It must not be thought however that when all these facts are set forth the problem of training for public service can be solved by simple and easy adaptation of courses of study in the institutions of higher learning. This vital question of how to secure and maintain a loyal and efficient personnel in the public service cannot be disposed of by so facile a bit of academic ledgerdemain. It is not merely an educational question—it is a broad problem in political science which calls for serious thinking about the very fundamentals of democracy and efficiency.

The City's Methods of Recruiting its Services Compared with
Those of Private Business Concerns

Although there is as yet no general agreement among those who have given thought to the matter, there are certain readjustments of our current notions and practices which are so obviously necessary as to require no extensive arguments by way of support. In the first place there must be a radical change in the restricted ideas which have thus far controlled our policies in regard to methods of recruiting the public service. The City of New York spends more than forty millions a year for educational purposes, but it has never given any considerable attention to applying any material portion of that large sum to the technical training of those who are to serve the municipality-excepting, of course, the teachers. It is well known, however, that wisely managed business concerns of the larger order do not supply their skilled and special services by running out into the general labor market and picking up people who happen at the time to be out of employment. On the contrary, they spend immense sums of money conducting highly specialized schools for their employees. They do more; they make a practice

1 Although this bulletin deals with the higher ranges of the municipal service, the matter of training for the lower ranges deserves serious consideration at the hands of those responsible for the elementary and high schools.

of selecting young people in their plastic years and training them up to posts of responsibility so that as the older servants drop out the continuity of the service may remain unbroken. This is one of the most widely recognized necessities of modern corporate enterprise. The need for applying to the public service the methods which have been found indispensable to the conduct of great business enterprises is so apparent that surely no one will be bold enough to deny it. If the Standard Oil Company, the General Electric, the New York Central, and other great private concerns find it imperative that they should spend considerable sums of money in special training to secure efficient service, how much more imperative it is that the still greater corporation of New York City upon whose operations depend in so large a measure the health, comfort and safety of millions, should set about deliberately training up a body of loyal, skilled and tested servants? Why should New York City continue the hopelessly obsolete method of recruiting principally from the open market of persons almost wholly untrained in the special problems of public administration when every well organized private concern abandoned the practice long ago? There is no reason at all, except, that we have not as yet had occasion to take thought about it.
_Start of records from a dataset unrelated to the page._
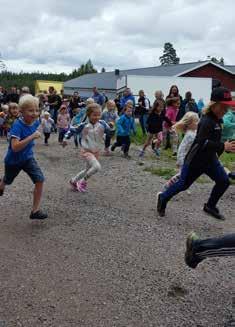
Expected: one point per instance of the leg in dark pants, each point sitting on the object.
(62, 133)
(217, 173)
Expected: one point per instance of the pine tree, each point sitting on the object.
(169, 56)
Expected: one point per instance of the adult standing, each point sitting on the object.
(202, 157)
(53, 103)
(144, 106)
(97, 97)
(12, 96)
(127, 96)
(174, 93)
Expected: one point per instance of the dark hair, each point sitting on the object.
(170, 92)
(171, 101)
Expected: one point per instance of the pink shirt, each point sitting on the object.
(63, 121)
(171, 113)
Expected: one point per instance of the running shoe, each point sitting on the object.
(213, 211)
(82, 186)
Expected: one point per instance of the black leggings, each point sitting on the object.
(124, 142)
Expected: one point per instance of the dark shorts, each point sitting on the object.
(29, 166)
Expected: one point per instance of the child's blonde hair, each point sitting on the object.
(28, 100)
(108, 103)
(89, 101)
(91, 108)
(183, 124)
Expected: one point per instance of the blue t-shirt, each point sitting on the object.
(20, 130)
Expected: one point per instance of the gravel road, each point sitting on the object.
(104, 258)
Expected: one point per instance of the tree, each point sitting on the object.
(169, 56)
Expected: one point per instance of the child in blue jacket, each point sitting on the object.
(125, 125)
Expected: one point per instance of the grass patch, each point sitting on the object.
(166, 173)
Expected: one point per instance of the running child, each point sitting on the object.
(80, 117)
(47, 124)
(202, 157)
(20, 152)
(12, 115)
(91, 138)
(170, 137)
(188, 126)
(125, 125)
(154, 122)
(63, 121)
(110, 116)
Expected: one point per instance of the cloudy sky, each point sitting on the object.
(59, 35)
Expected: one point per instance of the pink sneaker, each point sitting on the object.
(73, 185)
(82, 186)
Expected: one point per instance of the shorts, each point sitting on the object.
(29, 166)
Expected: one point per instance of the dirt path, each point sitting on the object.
(104, 258)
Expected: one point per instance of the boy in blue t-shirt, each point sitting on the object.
(20, 152)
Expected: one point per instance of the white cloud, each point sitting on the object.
(60, 35)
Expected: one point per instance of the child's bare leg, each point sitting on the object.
(37, 195)
(148, 141)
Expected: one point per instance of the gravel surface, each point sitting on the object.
(105, 258)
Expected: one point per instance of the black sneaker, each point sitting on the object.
(213, 211)
(38, 215)
(161, 206)
(190, 258)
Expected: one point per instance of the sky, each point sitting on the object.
(60, 35)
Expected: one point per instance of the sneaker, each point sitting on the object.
(213, 211)
(161, 205)
(231, 175)
(157, 152)
(191, 259)
(126, 156)
(38, 215)
(73, 185)
(82, 186)
(141, 154)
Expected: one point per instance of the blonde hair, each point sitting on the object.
(183, 124)
(28, 100)
(89, 101)
(110, 102)
(91, 108)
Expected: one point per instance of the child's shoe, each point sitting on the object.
(157, 152)
(82, 186)
(73, 185)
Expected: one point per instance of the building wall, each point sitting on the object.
(227, 79)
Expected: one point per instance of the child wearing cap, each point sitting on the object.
(47, 124)
(202, 157)
(20, 152)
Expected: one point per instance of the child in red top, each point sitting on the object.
(170, 137)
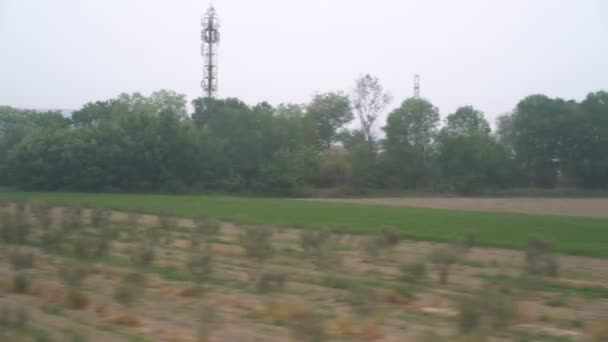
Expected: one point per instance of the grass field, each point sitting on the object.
(572, 235)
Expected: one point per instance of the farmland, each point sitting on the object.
(100, 275)
(572, 235)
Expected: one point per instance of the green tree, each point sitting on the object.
(541, 135)
(369, 99)
(409, 152)
(330, 112)
(468, 156)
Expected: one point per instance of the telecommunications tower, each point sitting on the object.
(210, 36)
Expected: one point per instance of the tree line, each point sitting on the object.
(152, 143)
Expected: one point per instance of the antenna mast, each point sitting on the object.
(210, 36)
(417, 86)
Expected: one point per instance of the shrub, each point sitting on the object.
(76, 299)
(43, 215)
(443, 258)
(307, 324)
(20, 260)
(73, 274)
(206, 227)
(201, 267)
(13, 317)
(319, 247)
(257, 243)
(207, 321)
(362, 300)
(21, 283)
(390, 237)
(414, 272)
(14, 226)
(71, 218)
(126, 295)
(100, 218)
(540, 259)
(142, 255)
(51, 238)
(130, 289)
(312, 241)
(88, 247)
(271, 282)
(490, 307)
(470, 240)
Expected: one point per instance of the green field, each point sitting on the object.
(572, 235)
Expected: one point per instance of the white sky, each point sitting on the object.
(490, 54)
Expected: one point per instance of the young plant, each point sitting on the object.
(208, 320)
(43, 215)
(319, 246)
(362, 300)
(388, 239)
(71, 219)
(20, 283)
(443, 258)
(20, 259)
(491, 308)
(130, 289)
(257, 244)
(540, 259)
(271, 282)
(414, 272)
(200, 267)
(142, 255)
(73, 274)
(100, 218)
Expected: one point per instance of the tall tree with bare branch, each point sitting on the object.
(369, 99)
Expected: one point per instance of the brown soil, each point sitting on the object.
(169, 309)
(588, 207)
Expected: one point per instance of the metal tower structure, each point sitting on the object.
(210, 37)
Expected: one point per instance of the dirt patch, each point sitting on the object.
(586, 207)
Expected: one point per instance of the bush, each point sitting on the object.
(71, 218)
(43, 215)
(73, 274)
(142, 255)
(414, 272)
(271, 282)
(540, 259)
(76, 299)
(51, 238)
(89, 247)
(21, 283)
(362, 300)
(126, 295)
(15, 227)
(11, 317)
(20, 260)
(470, 240)
(390, 237)
(491, 308)
(443, 258)
(306, 324)
(204, 229)
(100, 218)
(257, 243)
(201, 267)
(208, 320)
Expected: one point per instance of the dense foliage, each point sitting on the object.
(139, 143)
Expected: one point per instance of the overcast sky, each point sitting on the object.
(490, 54)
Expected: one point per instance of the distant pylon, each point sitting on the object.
(210, 37)
(417, 86)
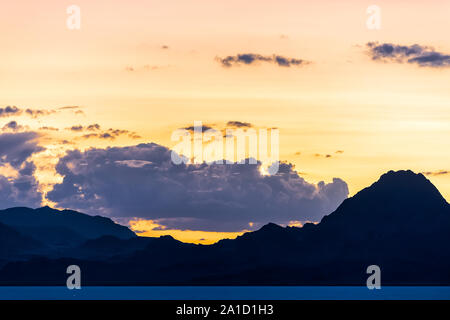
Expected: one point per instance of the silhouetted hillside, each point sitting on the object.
(64, 228)
(401, 223)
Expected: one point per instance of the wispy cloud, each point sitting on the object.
(436, 173)
(252, 58)
(413, 54)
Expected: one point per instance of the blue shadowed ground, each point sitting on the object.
(225, 293)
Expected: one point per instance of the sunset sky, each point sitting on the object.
(138, 70)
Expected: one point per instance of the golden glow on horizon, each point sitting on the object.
(343, 115)
(148, 228)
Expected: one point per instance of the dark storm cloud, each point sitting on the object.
(413, 54)
(141, 181)
(251, 58)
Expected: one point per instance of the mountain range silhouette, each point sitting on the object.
(400, 223)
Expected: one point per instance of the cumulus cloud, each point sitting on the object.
(414, 54)
(252, 58)
(239, 124)
(15, 111)
(142, 182)
(21, 188)
(15, 148)
(12, 126)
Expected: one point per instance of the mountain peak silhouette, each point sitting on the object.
(400, 223)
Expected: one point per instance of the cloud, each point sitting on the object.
(204, 127)
(49, 128)
(93, 127)
(105, 136)
(20, 188)
(239, 124)
(35, 113)
(110, 134)
(77, 128)
(12, 126)
(9, 111)
(15, 148)
(252, 58)
(69, 107)
(142, 182)
(15, 111)
(436, 173)
(414, 54)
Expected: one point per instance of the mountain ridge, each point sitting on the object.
(401, 223)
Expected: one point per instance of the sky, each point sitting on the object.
(350, 102)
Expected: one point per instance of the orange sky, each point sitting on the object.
(381, 115)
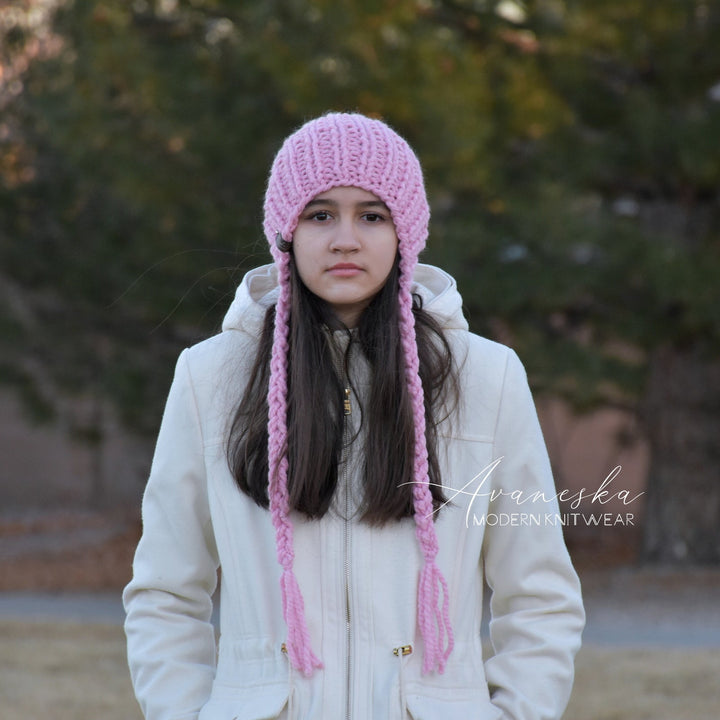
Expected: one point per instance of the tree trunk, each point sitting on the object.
(682, 416)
The first call, therefore, is to the city to set its face resolutely against the haphazard methods of the past and establish training for public service as an integral part of the public service and the public educational system.
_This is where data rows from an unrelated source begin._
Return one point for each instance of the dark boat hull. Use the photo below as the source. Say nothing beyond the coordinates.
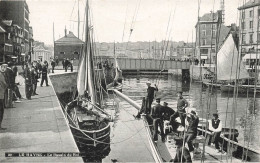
(242, 89)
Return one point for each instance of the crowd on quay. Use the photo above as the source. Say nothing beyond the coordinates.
(178, 120)
(31, 72)
(106, 64)
(67, 63)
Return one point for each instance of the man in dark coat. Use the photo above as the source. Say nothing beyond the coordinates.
(182, 153)
(191, 134)
(215, 126)
(181, 105)
(52, 65)
(157, 115)
(66, 64)
(63, 63)
(28, 81)
(34, 81)
(167, 111)
(150, 94)
(3, 87)
(44, 75)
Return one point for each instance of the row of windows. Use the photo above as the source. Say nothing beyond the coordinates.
(251, 13)
(204, 26)
(73, 53)
(211, 42)
(204, 33)
(251, 40)
(243, 25)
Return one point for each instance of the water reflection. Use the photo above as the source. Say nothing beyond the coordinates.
(239, 112)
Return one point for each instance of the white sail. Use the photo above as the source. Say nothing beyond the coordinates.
(229, 64)
(81, 79)
(90, 81)
(118, 70)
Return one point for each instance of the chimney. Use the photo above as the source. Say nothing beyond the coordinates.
(65, 32)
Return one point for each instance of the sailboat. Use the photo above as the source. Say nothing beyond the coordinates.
(230, 68)
(90, 125)
(117, 82)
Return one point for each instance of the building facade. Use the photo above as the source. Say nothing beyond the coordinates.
(210, 32)
(68, 46)
(42, 54)
(249, 31)
(18, 13)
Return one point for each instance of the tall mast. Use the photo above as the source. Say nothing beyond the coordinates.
(78, 19)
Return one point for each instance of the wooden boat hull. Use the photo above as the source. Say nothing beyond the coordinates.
(214, 85)
(119, 87)
(243, 89)
(85, 139)
(88, 138)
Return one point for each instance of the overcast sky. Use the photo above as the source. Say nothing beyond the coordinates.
(109, 18)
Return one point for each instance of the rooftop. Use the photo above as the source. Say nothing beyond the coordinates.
(209, 16)
(70, 39)
(2, 30)
(249, 4)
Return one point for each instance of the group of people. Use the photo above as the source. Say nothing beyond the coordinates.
(9, 90)
(158, 114)
(66, 63)
(106, 64)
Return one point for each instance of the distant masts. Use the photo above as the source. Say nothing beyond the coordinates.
(222, 8)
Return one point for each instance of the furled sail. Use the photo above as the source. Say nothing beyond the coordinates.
(118, 76)
(85, 79)
(81, 79)
(229, 64)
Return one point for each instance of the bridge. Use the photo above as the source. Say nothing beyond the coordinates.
(135, 64)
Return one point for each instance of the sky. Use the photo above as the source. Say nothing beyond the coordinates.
(149, 19)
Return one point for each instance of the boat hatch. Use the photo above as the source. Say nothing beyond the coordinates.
(85, 117)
Adjustment of Academic Programs to City Needs

In the second place, while the problem of recruiting the public service is being treated in an intelligent fashion, there must be an adjustment of the programs of studies in the various educational institutions upon which the city must depend for such academic discipline as may be required for the public service. This is doubtless the easiest of all the subsidiary questions involved in the larger problem. The College of the City of New York, Hunter College, and the various colleges, universities, and professional schools in the city would no doubt respond with alacrity to any demand by the city for adjustments in programs which would better prepare their students for the municipal service.

Training for Actually Doing the Work of the City

In the third place, some link of connection must be formed between the schools and the public service. Here the gravest difficulties will be met at once; but they are not insurmountable. Neither are they as formidable as many imagine. It will be said sharply that this will tend to build up a privileged class; that every post should be open to every citizen who can pass the examinations, whether he has had any serious educational discipline or not; and that giving credit for educational experience would recruit the service with a lot of bookish persons.
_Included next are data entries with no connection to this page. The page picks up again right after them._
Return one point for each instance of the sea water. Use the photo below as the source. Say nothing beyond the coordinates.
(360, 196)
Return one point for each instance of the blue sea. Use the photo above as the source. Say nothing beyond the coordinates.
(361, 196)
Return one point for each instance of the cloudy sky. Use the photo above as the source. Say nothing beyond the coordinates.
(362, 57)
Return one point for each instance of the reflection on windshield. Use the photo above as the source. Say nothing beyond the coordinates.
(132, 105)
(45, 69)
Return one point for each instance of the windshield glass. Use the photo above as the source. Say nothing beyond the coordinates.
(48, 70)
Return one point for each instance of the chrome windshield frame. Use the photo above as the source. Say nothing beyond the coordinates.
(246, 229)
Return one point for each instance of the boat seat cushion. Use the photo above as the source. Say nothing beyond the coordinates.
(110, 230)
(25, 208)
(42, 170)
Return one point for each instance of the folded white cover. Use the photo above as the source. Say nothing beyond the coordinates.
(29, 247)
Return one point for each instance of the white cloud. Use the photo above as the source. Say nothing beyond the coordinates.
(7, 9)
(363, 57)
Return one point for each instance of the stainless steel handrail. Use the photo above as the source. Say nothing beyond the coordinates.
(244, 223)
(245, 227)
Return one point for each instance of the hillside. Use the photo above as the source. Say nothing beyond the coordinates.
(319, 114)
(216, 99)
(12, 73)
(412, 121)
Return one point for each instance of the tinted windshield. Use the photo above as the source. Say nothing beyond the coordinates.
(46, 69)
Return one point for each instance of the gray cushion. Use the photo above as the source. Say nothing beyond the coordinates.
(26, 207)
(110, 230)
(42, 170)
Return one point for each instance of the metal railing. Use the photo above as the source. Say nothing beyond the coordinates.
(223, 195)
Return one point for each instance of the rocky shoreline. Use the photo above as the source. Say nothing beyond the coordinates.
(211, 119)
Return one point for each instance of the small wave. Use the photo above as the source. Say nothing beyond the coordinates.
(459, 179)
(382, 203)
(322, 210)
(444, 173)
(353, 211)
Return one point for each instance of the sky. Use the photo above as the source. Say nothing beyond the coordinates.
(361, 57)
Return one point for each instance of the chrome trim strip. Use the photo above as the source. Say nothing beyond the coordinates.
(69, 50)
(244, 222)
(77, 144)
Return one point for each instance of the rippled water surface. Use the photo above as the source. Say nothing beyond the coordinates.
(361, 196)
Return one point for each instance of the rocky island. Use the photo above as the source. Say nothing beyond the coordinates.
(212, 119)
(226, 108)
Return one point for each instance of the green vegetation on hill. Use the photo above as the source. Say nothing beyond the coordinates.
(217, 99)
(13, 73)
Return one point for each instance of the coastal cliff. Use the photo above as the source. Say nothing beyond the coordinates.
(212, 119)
We may as well face the last of these objections first. If by the link between the institutions of learning and the public service is meant special recognition and credit for mere "book learning," then the objection is fatal. The link which the practical requirements of the service call for is not, however, an intermediate program of classroom studies, but laboratory work in the form of actual service in the departments of the city government. This laboratory work should be so organized as to test the ability of the students to perform the actual tasks of the branch of the service which they seek to enter. By firmly establishing this practice, the chief objection to the merit system-namely, that it is bookish in character-would in fact be obviated.

By adopting such a method we should change the old rule, "Every citizen has a right to a chance at every job," to read as follows:

"Every citizen who can convince the government that he can do the work called for shall have a chance at the position and the person who can do it best is entitled to it."

The objection that making special training the chief avenue to the service will build up a "privileged class" ought to have little weight when we remember that in the city of New York there is (as Dr. Breithut points out in his report, p. 26) a system of free education up to graduation from the City College and Hunter College. If it be contended, as it may justly, that it requires a certain amount of wealth to secure the leisure for the free education thus provided, it may be answered that for the present at least there might be provided a system of free scholarships covering living

expenses for those students of special capabilities who desired to prepare for the public service.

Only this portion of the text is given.